Alright, I've gone on long enough, perhaps too long, for an Amazon review. For those few who might be interested, I'll try to include a simple program I came up with for solving the Turing bicycle problem, which Stephen uses to illustrate how the Enigma machine works in the Comment section once this review is posted.
A wonderful book!
Score: 5
- Posted on 2008-06-21
THE JUNGLE BOOK
When you're in a bookstore the CRYPTONOMICON doesn't look all that intimidating. You've seen tons of books this thick by Tom Clancy and Robert Jordan--and probably read some or all of them with no problem.
But online here at Amazon you only see the page numbers--a whopping 1100 + !!!
Now for the important question: Is it worth your time turning all these pages?
LOCATIONS: A book this thick has to have some interesting locations, and it does: From pre-WWII Shanghai, the jungles of the Philippines, England, Italy, Sweden, Japan and Australia. I've never been to the Philippines but I felt like the author did a good job of describing it.
CHARACTERS: There are several main characters (all male) and the author takes turns telling each of their stories, which is a good way to break up any monotony. I wasn't able to really visualize what the characters looked like, but their individual actions and adventures more than make up for that. Some characters are of the nerdy suit-and-tie type and others are of the practical military-gear toting-type.
FUN: Is this a fun book to read? If you like humor and geeky "Gee Whiz" sort of information every now and then, this book has plenty of it. I especially found the part about Van Eck Phreaking really interesting--and something only the most paranoid of people would worry about. There is lots of history, most of it dealing with the Pacific Theater of WWII that I did not know before, since most games and books seem to dwell on the European side of that War.

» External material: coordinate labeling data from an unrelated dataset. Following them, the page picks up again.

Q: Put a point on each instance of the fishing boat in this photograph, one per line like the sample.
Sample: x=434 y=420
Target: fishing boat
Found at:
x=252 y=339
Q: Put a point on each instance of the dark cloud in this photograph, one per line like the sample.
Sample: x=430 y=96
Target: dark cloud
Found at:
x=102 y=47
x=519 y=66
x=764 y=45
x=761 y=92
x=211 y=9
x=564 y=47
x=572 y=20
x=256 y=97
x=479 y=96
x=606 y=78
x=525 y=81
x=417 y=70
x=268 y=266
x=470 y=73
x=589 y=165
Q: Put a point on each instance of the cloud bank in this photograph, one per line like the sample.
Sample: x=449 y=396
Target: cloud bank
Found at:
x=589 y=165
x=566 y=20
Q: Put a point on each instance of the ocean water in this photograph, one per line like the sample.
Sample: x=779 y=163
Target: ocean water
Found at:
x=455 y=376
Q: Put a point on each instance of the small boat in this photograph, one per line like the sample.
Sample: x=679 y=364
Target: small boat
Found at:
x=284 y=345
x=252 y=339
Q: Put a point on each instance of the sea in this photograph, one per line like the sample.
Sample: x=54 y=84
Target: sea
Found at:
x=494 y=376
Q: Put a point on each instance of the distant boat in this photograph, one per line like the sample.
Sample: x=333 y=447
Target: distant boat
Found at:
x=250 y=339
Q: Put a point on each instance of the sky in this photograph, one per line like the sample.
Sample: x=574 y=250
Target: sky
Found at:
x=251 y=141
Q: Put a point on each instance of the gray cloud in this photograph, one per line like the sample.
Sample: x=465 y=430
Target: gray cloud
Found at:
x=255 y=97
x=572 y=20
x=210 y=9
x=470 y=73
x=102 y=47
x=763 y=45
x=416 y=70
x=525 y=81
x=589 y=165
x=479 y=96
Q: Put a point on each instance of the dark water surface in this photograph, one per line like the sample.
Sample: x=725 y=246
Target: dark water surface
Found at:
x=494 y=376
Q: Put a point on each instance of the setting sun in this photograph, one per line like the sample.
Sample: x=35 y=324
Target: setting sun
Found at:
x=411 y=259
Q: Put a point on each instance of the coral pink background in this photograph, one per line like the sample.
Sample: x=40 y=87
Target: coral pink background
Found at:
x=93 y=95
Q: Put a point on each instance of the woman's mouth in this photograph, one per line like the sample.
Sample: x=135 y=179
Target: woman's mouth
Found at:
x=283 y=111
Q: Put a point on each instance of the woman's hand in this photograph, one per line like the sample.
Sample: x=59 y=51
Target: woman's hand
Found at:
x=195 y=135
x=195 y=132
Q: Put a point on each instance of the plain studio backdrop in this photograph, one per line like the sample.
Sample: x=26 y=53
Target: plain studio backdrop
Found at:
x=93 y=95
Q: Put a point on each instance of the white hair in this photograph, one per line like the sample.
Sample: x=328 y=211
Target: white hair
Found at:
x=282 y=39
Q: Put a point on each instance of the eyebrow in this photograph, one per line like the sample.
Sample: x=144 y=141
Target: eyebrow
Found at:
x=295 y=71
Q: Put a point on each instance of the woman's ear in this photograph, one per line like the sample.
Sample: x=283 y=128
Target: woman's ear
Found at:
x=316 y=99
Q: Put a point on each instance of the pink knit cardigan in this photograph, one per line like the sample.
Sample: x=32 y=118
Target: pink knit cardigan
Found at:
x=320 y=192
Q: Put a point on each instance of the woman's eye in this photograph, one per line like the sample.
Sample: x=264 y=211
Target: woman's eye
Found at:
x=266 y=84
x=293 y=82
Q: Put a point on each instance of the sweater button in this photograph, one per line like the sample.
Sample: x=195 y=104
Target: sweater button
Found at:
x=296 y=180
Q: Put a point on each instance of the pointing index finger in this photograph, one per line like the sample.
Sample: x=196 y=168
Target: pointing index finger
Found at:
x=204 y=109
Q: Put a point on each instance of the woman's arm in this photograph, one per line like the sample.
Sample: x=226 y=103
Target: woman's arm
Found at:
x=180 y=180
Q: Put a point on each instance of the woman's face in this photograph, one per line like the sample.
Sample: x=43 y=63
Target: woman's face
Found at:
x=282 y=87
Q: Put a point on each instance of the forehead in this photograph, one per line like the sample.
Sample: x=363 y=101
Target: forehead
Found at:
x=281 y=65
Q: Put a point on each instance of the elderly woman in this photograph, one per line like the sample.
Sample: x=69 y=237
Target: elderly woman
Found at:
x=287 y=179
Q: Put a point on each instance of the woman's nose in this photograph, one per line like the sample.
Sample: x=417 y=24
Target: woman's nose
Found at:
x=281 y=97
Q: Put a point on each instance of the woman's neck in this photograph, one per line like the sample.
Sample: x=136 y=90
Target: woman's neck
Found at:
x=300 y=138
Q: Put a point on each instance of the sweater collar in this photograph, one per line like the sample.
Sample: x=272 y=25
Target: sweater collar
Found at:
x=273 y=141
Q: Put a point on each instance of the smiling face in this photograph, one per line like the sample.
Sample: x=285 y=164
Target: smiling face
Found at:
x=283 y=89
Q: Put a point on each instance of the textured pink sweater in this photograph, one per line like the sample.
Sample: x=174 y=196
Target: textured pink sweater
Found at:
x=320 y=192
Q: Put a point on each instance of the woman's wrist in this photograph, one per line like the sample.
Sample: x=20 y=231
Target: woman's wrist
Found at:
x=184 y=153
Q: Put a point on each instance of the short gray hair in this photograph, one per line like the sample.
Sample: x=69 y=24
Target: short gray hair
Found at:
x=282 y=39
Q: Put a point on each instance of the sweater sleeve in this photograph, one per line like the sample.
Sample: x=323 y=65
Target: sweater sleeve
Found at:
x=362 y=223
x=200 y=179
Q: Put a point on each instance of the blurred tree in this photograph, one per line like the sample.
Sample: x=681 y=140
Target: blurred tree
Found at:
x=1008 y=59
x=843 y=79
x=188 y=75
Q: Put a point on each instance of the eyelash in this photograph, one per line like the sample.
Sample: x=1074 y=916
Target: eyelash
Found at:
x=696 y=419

OVERALL: If you want to read a book with some variety in location, rich in history and sub-plots that don't seem connected until much later, then I definitely recommend this book. It's a jungle of a book, but sometimes the jungle is where you find the rarest treasure.
Score: 4
- Posted on 2008-06-20
Geez, Louise ...
Well, I gave what I thought to be a valiant effort at 260 pages, then had to say: no more. I'll admit it - I'm 53 years old, and while I have worked with computers for the past 30 years, to look at me you wouldn't think I was a computer geek, but perhaps I am. My beef is this: I grew up with the novels of Arthur Hailey (remember Airport?) where he spun out 8 or 10 storylines, then began to tie them together. Stephenson never ties them together. Perhaps you have to be 14 years old and have the attention span of a gnat to appreciate this (new?) writing style, but it's not for me.